Children with Swastikas

School Inspector, Report on Petr Grishin. February 13, 1937

 

A troubling symptom of school life in the 1930s that was not supposed to be discussed was the prevalence and popularity among schoolchildren of the swastika. An inspector who visited one school in Mordovia in 1937 was shocked by this fact and decided to conduct a genuine investigation. There are similar reports about pranks by schoolchildren involving the swastika in other schools and regions as well, indicating how widespread the phenomenon was. It was turned into a political issue, of course, and the guilty individuals were punished.

Original Source: TsKhDMO, f. 1, op. 23, d. 1265, l. 50.
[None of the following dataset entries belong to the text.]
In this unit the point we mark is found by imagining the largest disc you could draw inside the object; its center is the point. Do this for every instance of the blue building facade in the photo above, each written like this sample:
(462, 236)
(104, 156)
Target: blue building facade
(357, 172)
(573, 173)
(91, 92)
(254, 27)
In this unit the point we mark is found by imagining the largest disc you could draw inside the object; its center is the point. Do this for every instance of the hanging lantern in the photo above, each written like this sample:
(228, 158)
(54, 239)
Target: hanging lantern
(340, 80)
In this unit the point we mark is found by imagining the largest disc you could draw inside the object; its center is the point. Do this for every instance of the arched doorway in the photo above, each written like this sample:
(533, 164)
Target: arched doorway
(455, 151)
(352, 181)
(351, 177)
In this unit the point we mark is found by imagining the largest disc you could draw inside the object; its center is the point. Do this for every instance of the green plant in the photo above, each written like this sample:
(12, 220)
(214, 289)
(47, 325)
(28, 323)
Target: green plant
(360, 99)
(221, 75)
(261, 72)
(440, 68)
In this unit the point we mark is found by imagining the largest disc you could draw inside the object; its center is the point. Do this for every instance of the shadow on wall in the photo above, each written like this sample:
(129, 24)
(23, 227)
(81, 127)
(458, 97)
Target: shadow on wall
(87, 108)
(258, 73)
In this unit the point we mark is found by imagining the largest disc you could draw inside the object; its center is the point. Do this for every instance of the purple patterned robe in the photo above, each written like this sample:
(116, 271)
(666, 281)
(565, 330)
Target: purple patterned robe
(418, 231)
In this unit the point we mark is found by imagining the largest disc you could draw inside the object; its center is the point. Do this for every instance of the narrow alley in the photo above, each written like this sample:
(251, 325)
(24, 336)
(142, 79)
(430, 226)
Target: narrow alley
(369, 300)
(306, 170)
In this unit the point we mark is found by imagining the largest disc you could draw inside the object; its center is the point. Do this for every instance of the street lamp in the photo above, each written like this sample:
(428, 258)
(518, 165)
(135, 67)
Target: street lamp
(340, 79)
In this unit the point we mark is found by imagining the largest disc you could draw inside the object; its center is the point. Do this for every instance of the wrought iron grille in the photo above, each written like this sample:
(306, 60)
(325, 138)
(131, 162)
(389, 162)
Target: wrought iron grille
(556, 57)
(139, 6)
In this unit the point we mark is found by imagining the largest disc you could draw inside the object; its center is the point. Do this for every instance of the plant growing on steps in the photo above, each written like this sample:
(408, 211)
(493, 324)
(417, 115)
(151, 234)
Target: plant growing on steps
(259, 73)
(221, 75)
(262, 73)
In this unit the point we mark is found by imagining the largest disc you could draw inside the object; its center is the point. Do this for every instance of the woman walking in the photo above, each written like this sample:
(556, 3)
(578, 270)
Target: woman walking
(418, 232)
I personally detained a pupil in grade 4-A named Petr Grishin in the hallway of this school during recess on 13 February 1937. He was pressing his hand (the fascist symbol had been written in chalk on his palm) on the back of a fourth-grade pupil in the school named Chertopolokhov. In a conversation with pupil Grishin, the latter said that this has been common in school for a long time and indicated that insignia are also imprinted by Cherniaevskii, Cheprygin, Kolzakov, Lytkin, Sitnikov, Glazov… Such incidents have also taken place in the upper classes. For instance, on 28 January 1937 Pupil Sobolev in grade 7-B drew a fascist swastika with chalk on a desk, and pupils Savchenko and Moiseev in grade 8-A drew fascist symbols with chalk on a desk. It was also established that a fascist symbol was drawn on the heater in the 5-C classroom at the beginning of January 1937. In addition, during my inspection of the school’s rooms I personally noticed a fascist swastika on the walls in the hallways.